An important goal for RL (reinforcement learning) is to handle deferred remuneration when an action does not help us improve the results several steps in a row. When the environment is differentiable, ∂P allows you to train the agent back-propagating in time, as in a recurrent network! In this case, the state of the environment becomes a “hidden state” that changes between time steps.
To demonstrate this technique, consider a model of a pendulum , where the task is to swing the pendulum until it rises vertically and to keep it in unstable equilibrium. This is tricky for RL models; After about 20 episodes of training, the problem is solved, but often the path to the solution is clearly suboptimal. In contrast, BPTT can beat the ranking of RL leaders in one training episode. It is instructive to observe how this episode unfolds; at the beginning of the recording, the strategy is random, and the model improves over time. The pace of learning is almost alarming.
The model is well suited to handle any starting angle and has something close to the optimal strategy. When restarting, the model looks like this.
This is just the beginning; we will achieve real success by applying DP to environments with which RL is generally too difficult to work with, where rich simulations and models already exist (as in most engineering and natural sciences), and where interpretability is an important factor (as in medicine).
The limitation of these toy models is that they equate the simulated learning environment with the testing environment; Of course, the real world is not differentiable. In a more realistic model, the simulation gives us a rough pattern of behavior, which is refined by the data. This data informs, say, a simulated wind effect, which, in turn, improves the quality of the gradients that the simulator transmits to the controller. Models can even be part of the controller’s straight aisle, allowing it to refine its predictions without having to learn system dynamics from scratch. Exploring these new architectures will make exciting future work.
The basic idea is that differentiated programming, in which we simply write an arbitrary numerical program and optimize it using gradients, is a powerful way to create more advanced models and architectures that are similar to deep learning, especially when we have a large library of differentiable programs at hand. . The models described are just previews, but we hope that they will give an idea of how these ideas can be implemented in a more realistic way.

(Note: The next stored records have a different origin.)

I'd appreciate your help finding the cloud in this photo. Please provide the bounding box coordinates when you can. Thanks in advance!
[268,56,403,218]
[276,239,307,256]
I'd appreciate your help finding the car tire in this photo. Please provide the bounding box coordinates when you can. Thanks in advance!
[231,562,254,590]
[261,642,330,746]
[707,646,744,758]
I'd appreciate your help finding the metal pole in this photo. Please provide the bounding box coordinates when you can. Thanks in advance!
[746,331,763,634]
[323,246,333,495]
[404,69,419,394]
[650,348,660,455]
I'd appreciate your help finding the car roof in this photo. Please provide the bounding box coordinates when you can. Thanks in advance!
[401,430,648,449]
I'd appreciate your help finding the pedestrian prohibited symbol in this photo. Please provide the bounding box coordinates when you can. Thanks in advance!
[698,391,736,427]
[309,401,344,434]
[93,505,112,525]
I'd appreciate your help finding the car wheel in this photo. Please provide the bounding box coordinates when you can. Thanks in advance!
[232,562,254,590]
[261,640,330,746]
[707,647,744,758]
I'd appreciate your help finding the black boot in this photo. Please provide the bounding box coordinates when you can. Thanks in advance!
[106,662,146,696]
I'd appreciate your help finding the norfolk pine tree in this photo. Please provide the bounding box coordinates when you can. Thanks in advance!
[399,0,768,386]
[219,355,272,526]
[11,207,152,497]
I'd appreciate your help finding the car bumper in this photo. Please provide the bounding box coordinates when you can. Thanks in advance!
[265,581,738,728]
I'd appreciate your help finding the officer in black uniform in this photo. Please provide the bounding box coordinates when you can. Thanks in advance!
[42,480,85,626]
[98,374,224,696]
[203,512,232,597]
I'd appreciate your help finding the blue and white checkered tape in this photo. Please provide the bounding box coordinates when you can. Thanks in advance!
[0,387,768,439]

Just as functional programming involves the reasoning and expression of algorithms using functional patterns, differentiable programming involves expressing algorithms using differentiable patterns. The deep learning community has already developed many such design patterns, for example, to handle management problems or a consistent and tree-like data structure. As the region grows older, much more will be invented, and as a result, against the background of these programs, probably even the most advanced of the existing deep learning architectures will look rude and backward.